In imitation of other countries, politics in Greece is being increasingly and more broadly exercised on the Internet, partly because the anonymity of the medium allows politicians to launch personal attacks against their peers that even the yellowest of the press would hesitate to publish. It is not at all certain whether all of our politicians have fully comprehended what it means to do the job they have chosen – or simply inherited from their families as a “sure thing” – in the Internet age. Whether web experts or technophobes, their interest in the Internet is normally exhausted by the time they get their own website and create a profile on Facebook, tasks that they assign to communications experts and spin doctors, who could be seen – rather generously – as the paid court portraitists of the modern age.

The politicians themselves are prepared to get actively involved only when it comes to the new shadowy game of Twitter, and they seem to be in thrall of the medium.
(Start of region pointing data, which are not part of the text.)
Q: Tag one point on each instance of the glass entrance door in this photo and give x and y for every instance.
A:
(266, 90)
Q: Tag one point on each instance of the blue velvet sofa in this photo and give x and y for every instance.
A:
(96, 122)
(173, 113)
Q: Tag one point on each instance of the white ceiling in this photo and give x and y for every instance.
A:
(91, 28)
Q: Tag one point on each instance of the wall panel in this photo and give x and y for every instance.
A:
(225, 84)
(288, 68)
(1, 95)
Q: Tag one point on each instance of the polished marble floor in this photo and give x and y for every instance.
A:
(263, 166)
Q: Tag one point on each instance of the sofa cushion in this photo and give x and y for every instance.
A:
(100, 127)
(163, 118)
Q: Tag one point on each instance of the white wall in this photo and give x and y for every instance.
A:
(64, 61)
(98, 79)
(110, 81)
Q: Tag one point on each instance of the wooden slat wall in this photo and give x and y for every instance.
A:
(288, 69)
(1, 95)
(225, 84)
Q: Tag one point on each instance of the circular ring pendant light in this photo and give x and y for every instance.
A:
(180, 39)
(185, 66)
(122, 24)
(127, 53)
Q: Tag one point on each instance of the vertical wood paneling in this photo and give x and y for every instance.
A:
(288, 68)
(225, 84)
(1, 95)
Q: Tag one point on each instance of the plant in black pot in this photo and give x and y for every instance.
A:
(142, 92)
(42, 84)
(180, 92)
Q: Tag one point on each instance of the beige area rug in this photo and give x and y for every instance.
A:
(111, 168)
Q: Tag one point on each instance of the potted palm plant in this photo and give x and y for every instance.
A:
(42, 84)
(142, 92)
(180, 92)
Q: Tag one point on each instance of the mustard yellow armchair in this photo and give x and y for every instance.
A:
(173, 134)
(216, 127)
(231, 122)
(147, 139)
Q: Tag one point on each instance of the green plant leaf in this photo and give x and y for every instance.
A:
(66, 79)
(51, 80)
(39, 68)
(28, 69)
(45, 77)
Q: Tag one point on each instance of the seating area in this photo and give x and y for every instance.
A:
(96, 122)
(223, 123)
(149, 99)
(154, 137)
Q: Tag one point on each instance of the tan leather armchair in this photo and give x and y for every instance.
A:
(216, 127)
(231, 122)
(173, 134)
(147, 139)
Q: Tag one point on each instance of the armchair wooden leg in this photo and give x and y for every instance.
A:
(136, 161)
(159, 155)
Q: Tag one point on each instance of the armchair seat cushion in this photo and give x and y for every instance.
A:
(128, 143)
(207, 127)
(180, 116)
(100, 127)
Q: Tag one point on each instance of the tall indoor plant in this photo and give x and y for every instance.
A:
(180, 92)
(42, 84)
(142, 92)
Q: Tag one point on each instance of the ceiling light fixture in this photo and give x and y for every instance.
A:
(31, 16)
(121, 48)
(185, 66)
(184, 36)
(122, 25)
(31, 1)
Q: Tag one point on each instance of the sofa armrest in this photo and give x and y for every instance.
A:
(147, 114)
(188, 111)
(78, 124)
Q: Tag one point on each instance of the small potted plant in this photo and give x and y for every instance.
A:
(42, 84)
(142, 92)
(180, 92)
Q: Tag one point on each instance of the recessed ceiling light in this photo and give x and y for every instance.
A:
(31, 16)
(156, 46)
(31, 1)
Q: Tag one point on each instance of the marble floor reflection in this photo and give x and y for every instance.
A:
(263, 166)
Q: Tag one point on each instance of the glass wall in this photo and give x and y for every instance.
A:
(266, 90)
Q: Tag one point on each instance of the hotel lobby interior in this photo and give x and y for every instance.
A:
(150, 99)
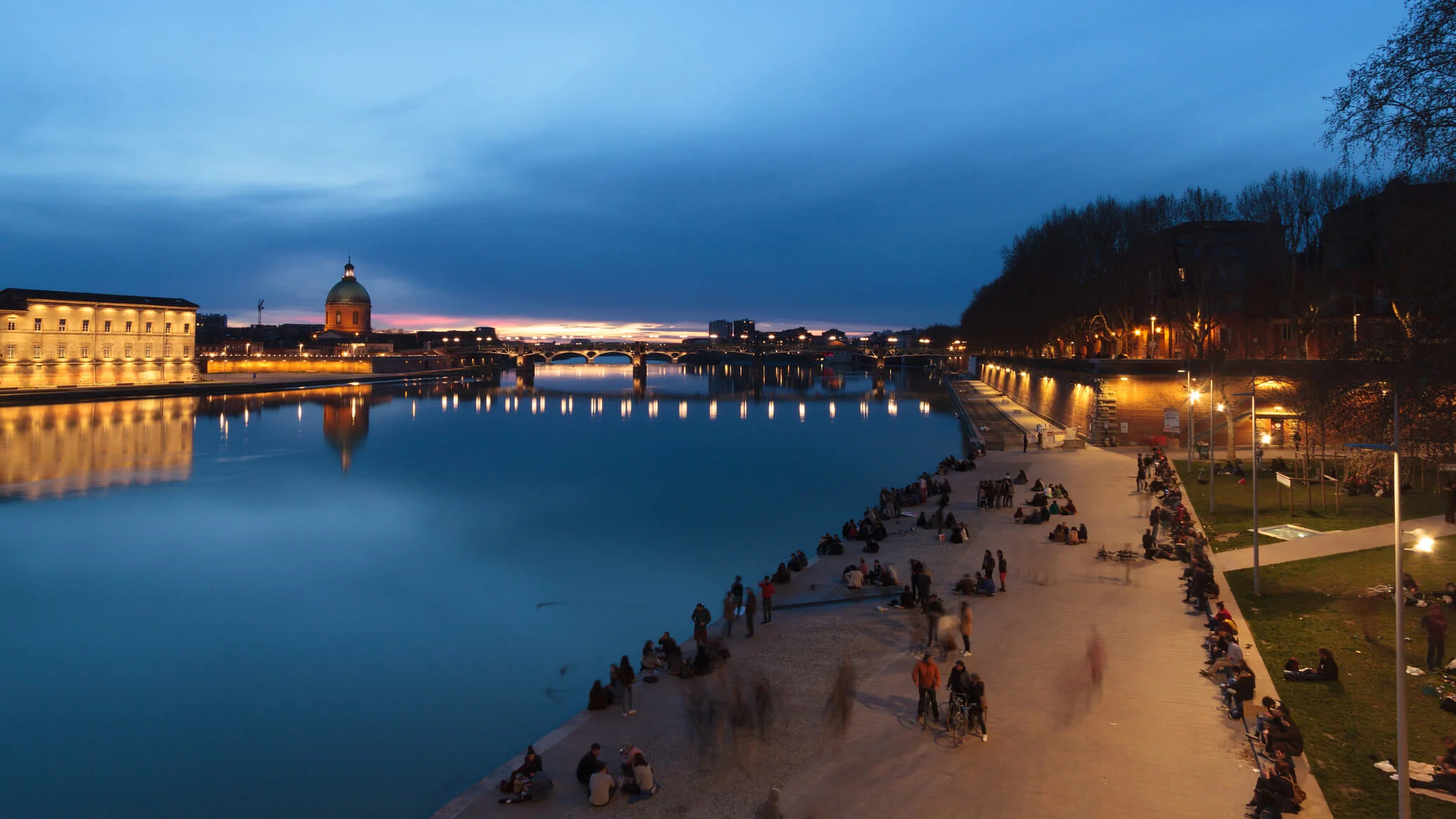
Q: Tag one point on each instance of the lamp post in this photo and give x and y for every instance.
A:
(1189, 397)
(1403, 738)
(1254, 458)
Many of them have the completely unfounded feeling that on Twitter they display the intellect of Heraclitus or Confucius, that they are capable of dishing out weighty words of wisdom in 144 characters or less, reviving the golden days of philosophy, taking us back to the 3rd or 6th century BC, to the age of sages and the creators of religion. Of course, if we had so many wise men in power right now, whether in politics or economics, Plato’s dream would have already come true.

Naturally, they tend to go over the top in their posts, often in a childish manner. Their tendency to hyperbole, meanwhile, prevents them from seeing understanding one of the Internet’s main attributes, which is not access to a plethora of new toys and games for all ages, but its permanence. The main attribute of this endless bank of information is that it allows even its most inexperienced users to revisit the words and actions of every political leader or wannabe politician and public figure. If users read a politician saying that his “principles remain steadfast,” they can easily prove how empty the words are by republishing other statements (even on video) where he appears to contradict himself time and time again, though probably with the same enthusiasm and the same photogenic pose of looking far into the future. They can show him up for what he is: a voluntary hostage to his own ambitions.

The fact is that many politicians have already been exposed this way, but mostly they just smile when they are, either because they are indifferent or because they are just too cynical. After all, even Confucius could have said that sensitivity in politics may make you known, but insensitivity will make you famous.